NATO said in a statement that October's activation order, needed for strikes to be carried out, was still in place.

It was this activation order, backed by a mobilisation of NATO forces, that pushed the Yugoslav President, Mr Slobodan Milosevic, into agreeing to the ceasefire.

Fighting flared again last week in the north of Kosovo where Serbian troops and police launched a sweeping operation against KLA strongholds after a number of Serbs, including a policeman, had been gunned down.

The four days of fighting left 15 dead on the ethnic Albanian side, while one Serb was killed and six others injured.

Various sources in the Kosovo capital, Pristina, have confirmed there was no fighting in northern Kosovo. But the rivals seemed to be spoiling for a fight as they accused each other of provoking the conflict last week.

The Kosovo Albanian Information Centre (KIC) reported yesterday that bodies of two unidentified civilians were found in the northern Kosovo town of Kosovska Mitrovica, giving no details about the victims.

The KIC said the "shooting" was heard late on Monday in the town, adding that the police "blocked" the spot where the two victims were found.

This report could not be independently confirmed.

Three gypsies were killed by KLA fighters late on Sunday in Kosovska Mitrovica, according to the Serb-run Information Centre.

Meanwhile, in a letter to the UN Secretary-General, Mr Kofi Annan, the Yugoslav Foreign Minister, Mr Zivadin Jovanovic, said that only "clear condemnation of terrorism and putting the KLA on the list of terrorist organisations" could lead to a political solution of the crisis.

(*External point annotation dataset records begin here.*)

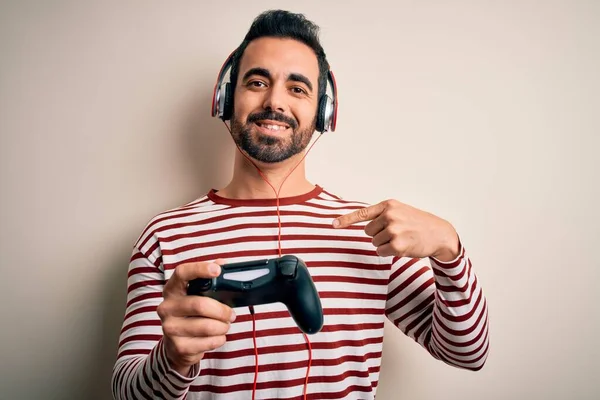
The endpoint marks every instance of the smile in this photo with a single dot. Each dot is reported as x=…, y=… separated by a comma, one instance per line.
x=270, y=126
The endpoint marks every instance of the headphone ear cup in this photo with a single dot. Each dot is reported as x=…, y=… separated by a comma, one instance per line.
x=227, y=103
x=321, y=117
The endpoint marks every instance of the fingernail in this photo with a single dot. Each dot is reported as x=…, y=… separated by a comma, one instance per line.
x=214, y=269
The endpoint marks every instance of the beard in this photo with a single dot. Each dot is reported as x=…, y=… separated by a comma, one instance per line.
x=270, y=149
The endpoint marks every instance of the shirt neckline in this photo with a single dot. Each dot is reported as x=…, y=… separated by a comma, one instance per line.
x=283, y=201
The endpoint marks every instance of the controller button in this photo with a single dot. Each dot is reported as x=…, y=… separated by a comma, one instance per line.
x=288, y=269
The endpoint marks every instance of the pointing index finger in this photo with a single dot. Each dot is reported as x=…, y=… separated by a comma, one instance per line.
x=184, y=273
x=364, y=214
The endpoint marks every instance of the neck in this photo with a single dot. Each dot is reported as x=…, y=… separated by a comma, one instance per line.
x=247, y=183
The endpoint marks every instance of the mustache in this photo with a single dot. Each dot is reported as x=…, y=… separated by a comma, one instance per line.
x=274, y=116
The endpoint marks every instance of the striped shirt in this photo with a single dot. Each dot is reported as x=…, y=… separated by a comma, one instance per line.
x=439, y=305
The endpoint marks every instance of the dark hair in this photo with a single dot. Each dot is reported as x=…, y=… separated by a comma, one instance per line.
x=283, y=24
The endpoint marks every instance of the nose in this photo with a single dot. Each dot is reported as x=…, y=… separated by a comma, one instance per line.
x=275, y=99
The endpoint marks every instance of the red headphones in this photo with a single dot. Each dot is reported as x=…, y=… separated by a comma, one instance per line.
x=222, y=103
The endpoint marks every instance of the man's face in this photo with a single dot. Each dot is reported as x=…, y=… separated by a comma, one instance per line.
x=275, y=99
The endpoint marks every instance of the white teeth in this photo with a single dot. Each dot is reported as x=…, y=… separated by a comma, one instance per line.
x=274, y=127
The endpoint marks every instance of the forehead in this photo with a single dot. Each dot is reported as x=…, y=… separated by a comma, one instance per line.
x=280, y=57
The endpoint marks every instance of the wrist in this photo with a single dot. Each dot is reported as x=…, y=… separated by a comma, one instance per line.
x=450, y=247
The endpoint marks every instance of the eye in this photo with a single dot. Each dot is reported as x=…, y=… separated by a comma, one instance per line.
x=298, y=90
x=256, y=84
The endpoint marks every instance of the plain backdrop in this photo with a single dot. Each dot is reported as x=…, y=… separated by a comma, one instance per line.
x=483, y=112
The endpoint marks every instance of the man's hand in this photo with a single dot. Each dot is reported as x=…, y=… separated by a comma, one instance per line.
x=192, y=325
x=400, y=230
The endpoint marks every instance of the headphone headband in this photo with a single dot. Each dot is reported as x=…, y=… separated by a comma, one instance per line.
x=222, y=101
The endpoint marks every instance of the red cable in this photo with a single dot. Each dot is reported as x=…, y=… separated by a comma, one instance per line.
x=255, y=352
x=277, y=192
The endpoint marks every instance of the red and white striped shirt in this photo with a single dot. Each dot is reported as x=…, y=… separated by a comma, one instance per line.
x=440, y=305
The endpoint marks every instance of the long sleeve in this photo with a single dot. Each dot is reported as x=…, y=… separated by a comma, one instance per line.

As ethnic Albanian politicians "refuse a dialogue", the KLA "terrorists step up their criminal activities, kidnapping and killing innocent civilians and officials . . . [moves] that cannot be tolerated by state" institutions, according to the state agency, Tanjug, in Belgrade, which quoted from the minister's letter.

Mr Jovanovic said UN Security Council resolutions 1199 and 1160 condemned "all foreign aid to terrorism in Kosovo", charging that they were "grossly violated" with the KLA receiving Stinger anti-aircraft missiles.

Belgrade said that since the October 13th accord reached between Mr Milosevic and the US envoy, Mr Richard Holbrooke, there had been 22 attempts of infiltration in Kosovo by armed groups from Albania.

It also said 290 people were kidnapped this year by Kosovo rebels. Thirty-one of them were killed, 117 managed to escape or were released, while the fate of the remaining 142 was unknown. In Podujevo, the Serbs, who make up only 10 per cent of the 20,000 strong population of this northern town which was the scene of last week's fighting, sent a letter to Mr Milosevic, urging him to "take all the measures" to protect them from the KLA.

Meanwhile, a French foreign ministry spokeswoman said yesterday that an upsurge in violence in Kosovo should not jeopardise the deployment of OSCE verifiers, whose "security constitutes a major concern". "The tragic events in Kosovo at the weekend do not threaten the deployment of the OSCE Kosovo Verification Mission (KVM) for now," Ms Anne Gazeau-Secret said.

The OSCE is deploying 2,000 unarmed observers in Kosovo to monitor the October ceasefire. "We hope that this (OSCE) deployment will be able to go ahead in the best conditions because the mission's presence and action seem essential to us considering the current situation," Ms Gazeau-Secret said.

She added that the situation "risks deteriorating even further if the presence of the verifiers and the successful completion of their mission are threatened."